Beyond Big Data: Making biomedical science scale through the use of in silico dynamic knowledge representation
Gary An, Ph.D.
Associate Professor of Surgery, co-Director of the Surgical Intensive Care Unit and a Senior Fellow of the Computation Institute at the University of Chicago
January 25, 2013
2:00 - 3:00 pm
Davis Center, Livak Ballroom
The greatest challenge in biomedical research is the translation of cellular-molecular level mechanistic knowledge into clinically effective interventions. As pathophysiological biocomplexity is manifest in increasingly dense data sets, thereis a need to develop means of augmenting knowledge generation and utilization with robust strategies for high-throughput hypothesis generation and evaluation, thereby shifting the scientific emphasis from data to knowledge. Agent-based modeling is particularly well suited to instantiating biomedical knowledge, and the development of methods for executable knowledge representation and the implementation of these methods in distributed and high-performance computing environments can pave the way for a scaleable, evolution-based paradigm for the propagation of biomedical knowledge.

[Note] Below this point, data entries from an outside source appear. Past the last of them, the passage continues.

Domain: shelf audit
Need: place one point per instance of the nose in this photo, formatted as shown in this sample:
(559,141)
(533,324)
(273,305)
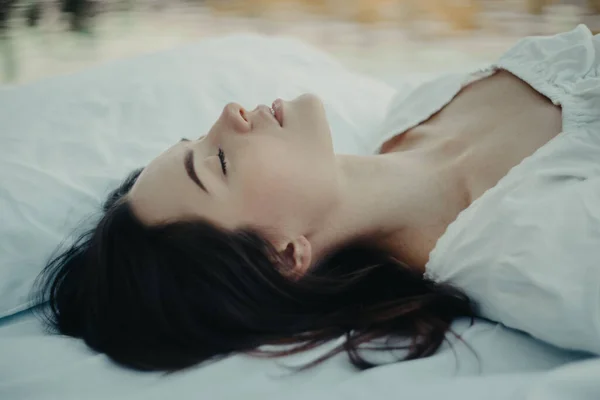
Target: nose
(234,116)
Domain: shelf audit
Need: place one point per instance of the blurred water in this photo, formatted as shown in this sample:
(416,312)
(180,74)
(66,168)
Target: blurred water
(381,38)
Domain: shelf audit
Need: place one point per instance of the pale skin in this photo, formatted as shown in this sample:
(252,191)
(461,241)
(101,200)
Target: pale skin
(284,179)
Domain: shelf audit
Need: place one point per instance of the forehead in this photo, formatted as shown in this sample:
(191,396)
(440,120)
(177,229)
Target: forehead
(163,191)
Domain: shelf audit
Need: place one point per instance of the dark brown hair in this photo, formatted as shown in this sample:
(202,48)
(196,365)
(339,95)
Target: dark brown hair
(168,297)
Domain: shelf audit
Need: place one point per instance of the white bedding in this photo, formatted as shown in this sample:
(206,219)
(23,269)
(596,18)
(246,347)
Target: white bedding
(128,122)
(35,365)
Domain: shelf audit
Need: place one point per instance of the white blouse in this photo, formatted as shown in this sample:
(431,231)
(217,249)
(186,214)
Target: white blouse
(528,250)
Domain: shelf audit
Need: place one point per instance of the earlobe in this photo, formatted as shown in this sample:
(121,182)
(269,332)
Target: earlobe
(298,254)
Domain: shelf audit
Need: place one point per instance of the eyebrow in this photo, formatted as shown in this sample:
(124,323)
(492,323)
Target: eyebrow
(188,162)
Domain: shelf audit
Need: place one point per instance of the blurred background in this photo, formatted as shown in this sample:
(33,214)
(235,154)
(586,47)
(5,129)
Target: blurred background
(383,38)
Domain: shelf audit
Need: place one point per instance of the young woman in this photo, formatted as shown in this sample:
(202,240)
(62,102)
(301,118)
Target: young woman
(482,188)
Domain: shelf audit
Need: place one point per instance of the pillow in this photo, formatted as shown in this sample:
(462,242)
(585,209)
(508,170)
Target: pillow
(66,142)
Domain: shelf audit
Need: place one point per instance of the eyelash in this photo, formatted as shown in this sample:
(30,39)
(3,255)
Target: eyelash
(221,155)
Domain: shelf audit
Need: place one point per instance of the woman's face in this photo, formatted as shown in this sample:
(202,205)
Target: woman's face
(253,169)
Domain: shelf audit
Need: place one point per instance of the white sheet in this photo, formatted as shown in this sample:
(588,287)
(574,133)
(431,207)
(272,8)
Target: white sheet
(35,365)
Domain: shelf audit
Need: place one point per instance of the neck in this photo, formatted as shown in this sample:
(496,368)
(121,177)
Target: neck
(379,196)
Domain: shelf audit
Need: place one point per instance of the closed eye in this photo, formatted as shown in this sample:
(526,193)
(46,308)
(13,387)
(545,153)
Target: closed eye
(221,155)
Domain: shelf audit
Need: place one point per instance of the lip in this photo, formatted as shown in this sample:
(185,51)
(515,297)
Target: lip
(278,109)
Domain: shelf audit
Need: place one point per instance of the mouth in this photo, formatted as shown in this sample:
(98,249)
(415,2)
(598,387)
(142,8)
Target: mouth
(277,111)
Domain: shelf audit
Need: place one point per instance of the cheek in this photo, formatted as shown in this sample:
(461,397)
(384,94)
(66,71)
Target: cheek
(269,189)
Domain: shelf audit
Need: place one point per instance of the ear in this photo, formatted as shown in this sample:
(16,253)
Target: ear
(298,254)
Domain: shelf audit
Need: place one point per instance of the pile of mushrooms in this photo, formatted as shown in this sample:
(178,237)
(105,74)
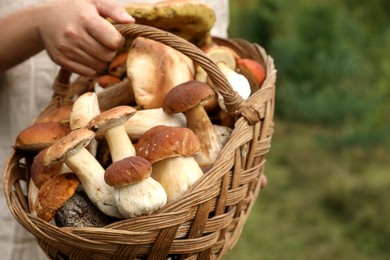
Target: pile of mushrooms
(135,137)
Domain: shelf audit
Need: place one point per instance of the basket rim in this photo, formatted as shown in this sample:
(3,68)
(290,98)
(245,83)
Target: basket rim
(261,102)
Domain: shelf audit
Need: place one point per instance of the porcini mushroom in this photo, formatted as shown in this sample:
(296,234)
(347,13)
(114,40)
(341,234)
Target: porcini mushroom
(170,150)
(145,119)
(153,68)
(136,193)
(83,110)
(225,58)
(110,123)
(54,193)
(71,149)
(39,136)
(187,98)
(41,173)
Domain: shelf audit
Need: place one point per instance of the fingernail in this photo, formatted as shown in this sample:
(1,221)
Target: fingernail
(127,17)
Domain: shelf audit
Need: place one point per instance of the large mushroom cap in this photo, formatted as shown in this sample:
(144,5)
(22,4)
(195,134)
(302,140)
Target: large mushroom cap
(189,19)
(154,68)
(127,171)
(163,142)
(111,118)
(186,96)
(40,135)
(68,145)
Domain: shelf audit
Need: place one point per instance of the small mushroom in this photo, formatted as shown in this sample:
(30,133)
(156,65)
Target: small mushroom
(136,193)
(40,174)
(102,82)
(117,66)
(59,115)
(110,123)
(39,136)
(117,95)
(54,193)
(71,150)
(145,119)
(84,109)
(187,98)
(170,150)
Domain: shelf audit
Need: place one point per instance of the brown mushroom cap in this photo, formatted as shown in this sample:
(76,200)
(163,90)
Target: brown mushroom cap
(186,96)
(161,142)
(54,193)
(127,171)
(111,118)
(41,173)
(68,145)
(154,68)
(40,135)
(60,115)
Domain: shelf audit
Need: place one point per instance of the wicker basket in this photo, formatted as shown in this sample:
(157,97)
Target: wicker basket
(208,220)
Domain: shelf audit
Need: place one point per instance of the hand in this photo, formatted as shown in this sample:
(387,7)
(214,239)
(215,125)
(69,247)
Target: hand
(78,37)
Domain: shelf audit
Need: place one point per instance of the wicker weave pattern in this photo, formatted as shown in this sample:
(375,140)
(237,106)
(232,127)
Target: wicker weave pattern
(208,220)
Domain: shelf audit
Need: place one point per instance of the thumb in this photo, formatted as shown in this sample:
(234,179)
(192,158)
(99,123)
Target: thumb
(113,10)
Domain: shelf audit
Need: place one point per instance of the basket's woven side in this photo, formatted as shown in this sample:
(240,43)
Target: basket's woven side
(204,223)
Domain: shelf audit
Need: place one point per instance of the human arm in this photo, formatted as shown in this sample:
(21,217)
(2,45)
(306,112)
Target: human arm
(75,34)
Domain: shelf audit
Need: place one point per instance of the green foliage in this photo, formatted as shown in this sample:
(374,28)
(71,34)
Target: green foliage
(320,202)
(332,59)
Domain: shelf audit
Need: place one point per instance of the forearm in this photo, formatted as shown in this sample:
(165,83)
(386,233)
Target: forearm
(20,38)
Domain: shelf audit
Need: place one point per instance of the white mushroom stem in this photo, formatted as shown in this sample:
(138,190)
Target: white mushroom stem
(176,175)
(119,143)
(199,122)
(91,175)
(145,119)
(238,82)
(142,198)
(84,109)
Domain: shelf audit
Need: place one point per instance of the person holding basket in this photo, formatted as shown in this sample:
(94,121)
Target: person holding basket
(39,37)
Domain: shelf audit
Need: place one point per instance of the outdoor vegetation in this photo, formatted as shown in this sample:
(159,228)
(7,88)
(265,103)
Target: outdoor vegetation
(328,169)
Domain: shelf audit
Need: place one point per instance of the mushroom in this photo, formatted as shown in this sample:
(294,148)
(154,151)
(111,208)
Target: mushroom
(54,193)
(225,58)
(79,211)
(39,136)
(187,98)
(41,173)
(110,123)
(136,193)
(60,115)
(190,20)
(145,119)
(102,82)
(117,66)
(153,68)
(170,150)
(71,150)
(117,95)
(84,109)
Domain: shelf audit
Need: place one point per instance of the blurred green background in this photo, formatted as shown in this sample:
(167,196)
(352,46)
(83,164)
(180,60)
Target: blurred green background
(328,169)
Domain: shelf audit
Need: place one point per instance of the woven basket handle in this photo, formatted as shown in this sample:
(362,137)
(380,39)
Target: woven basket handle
(234,103)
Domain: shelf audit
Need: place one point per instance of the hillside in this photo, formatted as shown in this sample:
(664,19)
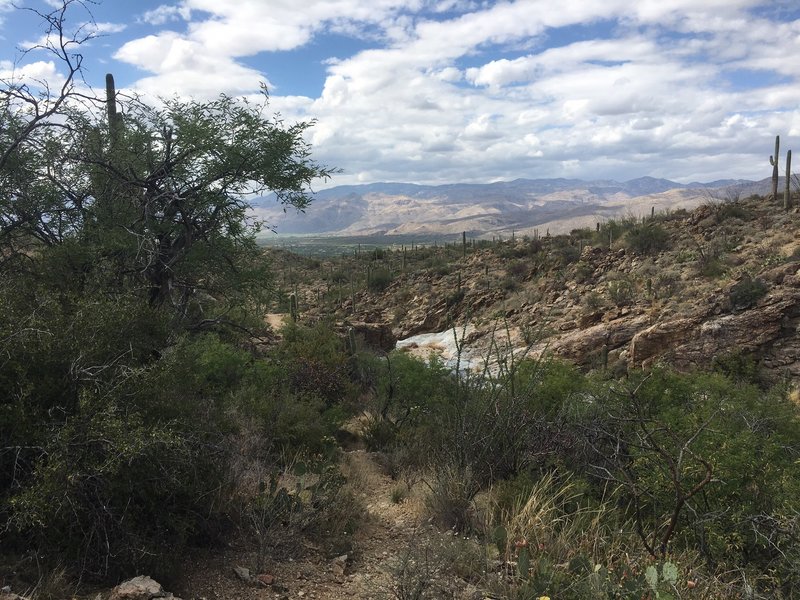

Dr. Gary An is an Associate Professor of Surgery, co-Director of the Surgical Intensive Care Unit and a Senior Fellow of the Computation Institute at the University of Chicago. He is the founder and director of the Fellowship in Translational Systems Biology at the University of Chicago. He has worked on the application of complex systems analysis to sepsis and inflammation since 1999, primarily using agent based modeling to create mechanistic models of various aspects of the acute inflammatory response, work that has evolved to the use of agent-based models as a means of dynamic knowledge representation to integrate multiple scales of biological phenomenon. The impetus for his work is the recognition that the Translational Dilemma has arisen from a bottleneck in the scientific cycle at the point of experiment and hypothesis evaluation. His research involves the development of: mechanism-based computer simulations in conjunction with biomedical research labs, high-performance/parallel computing architectures for agent-based models, artificial intelligence systems for modular model construction, and community-wide meta-science environments, all with the goal of facilitating transformative scientific research.